MM. POINTEREAU, DUPLOMB, Jean-Marc BOYER et MAGRAS, Mme VERMEILLET, M. PANUNZI, Mme THOMAS, M. REGNARD, Mme LOISIER, M. BASCHER, Mme NOËL, MM. REICHARDT, DAUBRESSE et MANDELLI, Mmes PUISSAT et DINDAR, MM. CUYPERS, PONIATOWSKI, MORISSET, CANEVET et LEFÈVRE, Mmes Nathalie GOULET, DEROMEDI et MICOULEAU, MM. SOL et SAVIN, Mmes GRUNY, Laure DARCOS et IMBERT, MM. MOGA, GUENÉ, CHATILLON et CARDOUX, Mme DURANTON, MM. GRAND, KERN, de LEGGE, BRISSON, CALVET et DUFAUT, Mmes RICHER et Marie MERCIER, MM. SAURY, CHARON, COURTIAL, Daniel LAURENT, BIZET, SIDO, NOUGEIN, WATTEBLED et MAUREY, Mme DEROCHE, MM. LONGEOT, LE GLEUT et LAGOURGUE, Mme de CIDRAC, MM. PIEDNOIR, CHASSEING et DECOOL, Mmes Anne-Marie BERTRAND et DESEYNE, M. PACCAUD, Mme DELMONT-KOROPOULIS, M. KENNEL, Mmes de la PROVÔTÉ et VÉRIEN, M. VASPART, Mme ESTROSI SASSONE, MM. RAPIN, BONNE et de NICOLAY, Mme DI FOLCO, M. LUCHE, Mme MORHET-RICHAUD, MM. LONGUET, Bernard FOURNIER et VOGEL, Mme MALET, MM. LELEUX, HUGONET et MOUILLER, Mme RENAUD-GARABEDIAN, M. LAMÉNIE, Mme PRIMAS, MM. DALLIER, SEGOUIN, CIGOLOTTI et MÉDEVIELLE, Mme BRUGUIÈRE, M. SAVARY, Mme BERTHET, M. PRINCE, Mme LASSARADE, MM. GENEST, MIZZON, GROSDIDIER et MAYET, Mmes VULLIEN et BILLON, M. LE NAY, Mmes RAIMOND-PAVERO et GARRIAUD-MAYLAM, M. PIERRE, Mme BOULAY-ESPÉRONNIER, MM. CHAIZE, KAROUTCHI, del PICCHIA, DÉTRAIGNE et FOUCHÉ, Mme CHAIN-LARCHÉ et MM. LOUAULT et GREMILLET


ARTICLE ADDITIONNEL APRÈS ARTICLE 32 (SUPPRIMÉ)


I. –Après l'article 32

Insérer un article additionnel ainsi rédigé :

Dans un délai de quatre mois à compter de la promulgation de la présente loi, le Gouvernement remet au Parlement un rapport sur le rétablissement d’un cumul des mandats seuillé entre un exécutif local et le mandat de parlementaire.

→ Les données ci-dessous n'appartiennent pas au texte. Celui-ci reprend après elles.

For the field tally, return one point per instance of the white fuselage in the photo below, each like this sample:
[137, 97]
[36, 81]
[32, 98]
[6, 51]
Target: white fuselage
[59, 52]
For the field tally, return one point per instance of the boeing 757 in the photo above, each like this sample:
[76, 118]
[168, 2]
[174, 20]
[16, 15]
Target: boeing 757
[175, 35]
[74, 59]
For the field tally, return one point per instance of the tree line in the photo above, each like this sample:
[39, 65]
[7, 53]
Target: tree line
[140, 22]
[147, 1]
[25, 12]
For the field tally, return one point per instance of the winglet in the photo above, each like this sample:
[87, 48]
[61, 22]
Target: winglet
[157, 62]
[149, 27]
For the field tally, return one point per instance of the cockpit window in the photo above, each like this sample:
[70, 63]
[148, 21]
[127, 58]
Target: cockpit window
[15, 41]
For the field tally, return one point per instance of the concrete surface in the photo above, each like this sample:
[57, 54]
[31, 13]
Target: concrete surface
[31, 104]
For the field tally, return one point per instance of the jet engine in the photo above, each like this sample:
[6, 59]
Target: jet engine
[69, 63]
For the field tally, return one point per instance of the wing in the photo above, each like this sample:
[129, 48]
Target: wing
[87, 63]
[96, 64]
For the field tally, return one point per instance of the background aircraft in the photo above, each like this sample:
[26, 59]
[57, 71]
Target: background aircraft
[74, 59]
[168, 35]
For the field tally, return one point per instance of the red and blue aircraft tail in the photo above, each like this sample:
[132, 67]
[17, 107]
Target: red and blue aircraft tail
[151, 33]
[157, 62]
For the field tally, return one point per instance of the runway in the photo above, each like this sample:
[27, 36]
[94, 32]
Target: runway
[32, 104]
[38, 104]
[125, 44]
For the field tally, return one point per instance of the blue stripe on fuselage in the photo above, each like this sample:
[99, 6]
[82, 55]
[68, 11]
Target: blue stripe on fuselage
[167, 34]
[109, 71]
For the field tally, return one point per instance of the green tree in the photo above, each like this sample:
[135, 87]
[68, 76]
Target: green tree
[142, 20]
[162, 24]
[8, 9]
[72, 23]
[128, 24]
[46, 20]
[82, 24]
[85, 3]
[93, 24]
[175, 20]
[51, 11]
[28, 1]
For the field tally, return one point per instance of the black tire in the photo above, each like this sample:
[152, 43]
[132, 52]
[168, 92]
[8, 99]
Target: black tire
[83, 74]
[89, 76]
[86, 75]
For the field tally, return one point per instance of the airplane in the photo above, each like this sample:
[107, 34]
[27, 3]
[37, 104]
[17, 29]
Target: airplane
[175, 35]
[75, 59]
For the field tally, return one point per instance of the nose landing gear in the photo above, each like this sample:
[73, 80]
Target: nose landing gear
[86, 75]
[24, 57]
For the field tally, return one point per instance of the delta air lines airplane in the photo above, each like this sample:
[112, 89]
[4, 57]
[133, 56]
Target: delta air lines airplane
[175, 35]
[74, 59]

Ce rapport évalue l’intérêt d’une réouverture du cumul des mandats de député ou de sénateur avec le mandat de maire ou de président d’un établissement public de coopération intercommunale fixé par un seuil favorisant les territoires les plus isolés, comme le suggère par exemple la proposition de loi organique n° 577 visant à garantir une République de proximité en rendant possible le cumul de mandat de député ou de sénateur avec le mandat de maire d’une commune de moins de 9 000 habitants ou de président d’un établissement public de coopération intercommunale de moins de 15 000 habitants, déposée au Sénat le 14 juin 2019.

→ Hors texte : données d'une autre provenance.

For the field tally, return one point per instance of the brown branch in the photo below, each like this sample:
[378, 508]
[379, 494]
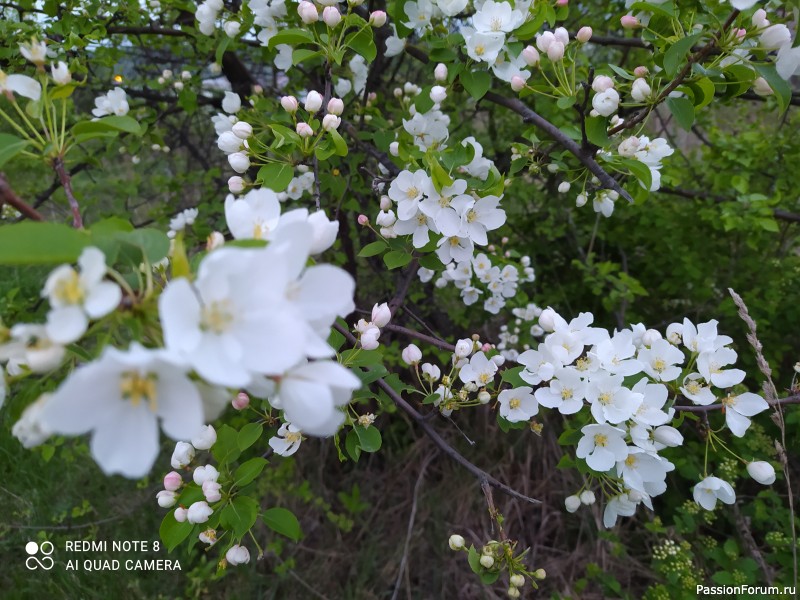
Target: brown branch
[438, 439]
[585, 157]
[794, 399]
[673, 85]
[66, 183]
[7, 196]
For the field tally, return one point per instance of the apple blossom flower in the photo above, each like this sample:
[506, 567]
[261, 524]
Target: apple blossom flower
[77, 297]
[120, 398]
[287, 441]
[762, 472]
[237, 555]
[518, 404]
[602, 446]
[231, 103]
[199, 512]
[707, 492]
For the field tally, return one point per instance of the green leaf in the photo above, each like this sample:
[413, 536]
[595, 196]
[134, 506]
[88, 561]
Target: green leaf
[282, 521]
[10, 146]
[108, 124]
[40, 243]
[396, 259]
[248, 471]
[373, 249]
[291, 37]
[239, 515]
[477, 83]
[675, 54]
[276, 176]
[597, 131]
[369, 438]
[783, 93]
[361, 41]
[683, 110]
[248, 435]
[172, 532]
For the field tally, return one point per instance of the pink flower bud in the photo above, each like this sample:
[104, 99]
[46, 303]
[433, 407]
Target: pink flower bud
[308, 12]
[517, 83]
[304, 130]
[555, 51]
[584, 34]
[236, 184]
[289, 104]
[331, 16]
[377, 18]
[172, 481]
[335, 106]
[411, 354]
[241, 401]
[531, 56]
[629, 22]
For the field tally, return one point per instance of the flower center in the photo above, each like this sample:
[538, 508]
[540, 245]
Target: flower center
[136, 388]
[216, 316]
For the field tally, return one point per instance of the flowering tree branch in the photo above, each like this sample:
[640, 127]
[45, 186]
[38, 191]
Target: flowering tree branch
[7, 196]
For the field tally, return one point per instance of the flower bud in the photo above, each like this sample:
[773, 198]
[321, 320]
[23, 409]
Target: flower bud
[232, 28]
[199, 512]
[335, 106]
[205, 438]
[438, 93]
[239, 162]
[629, 22]
[242, 130]
[456, 542]
[180, 514]
[172, 481]
[584, 34]
[531, 56]
[381, 314]
[555, 51]
[241, 401]
[61, 74]
[331, 122]
[308, 12]
[377, 18]
[289, 104]
[762, 472]
[182, 455]
[572, 503]
[166, 498]
[411, 354]
[211, 490]
[331, 16]
[236, 184]
[237, 555]
[304, 130]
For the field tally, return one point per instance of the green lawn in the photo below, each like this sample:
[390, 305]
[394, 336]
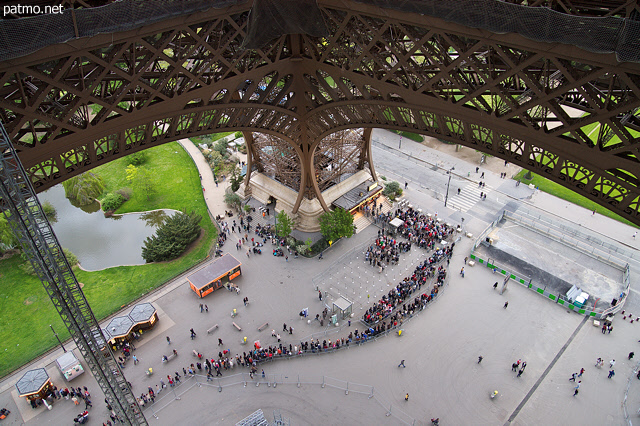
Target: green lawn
[560, 191]
[28, 311]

II. – En conséquence, faire précéder cet article d’une division et de son intitulé ainsi rédigés :

Titre …

Renforcer l’engagement et la proximité des parlementaires avec les territoires

Objet

Lors du « Grand débat national », les élus locaux, principalement les maires, occupaient une place particulière, une place qui rappelle qu'ils sont les « potiers » de la République pour paraphraser le président du Sénat, Gérard LARCHER.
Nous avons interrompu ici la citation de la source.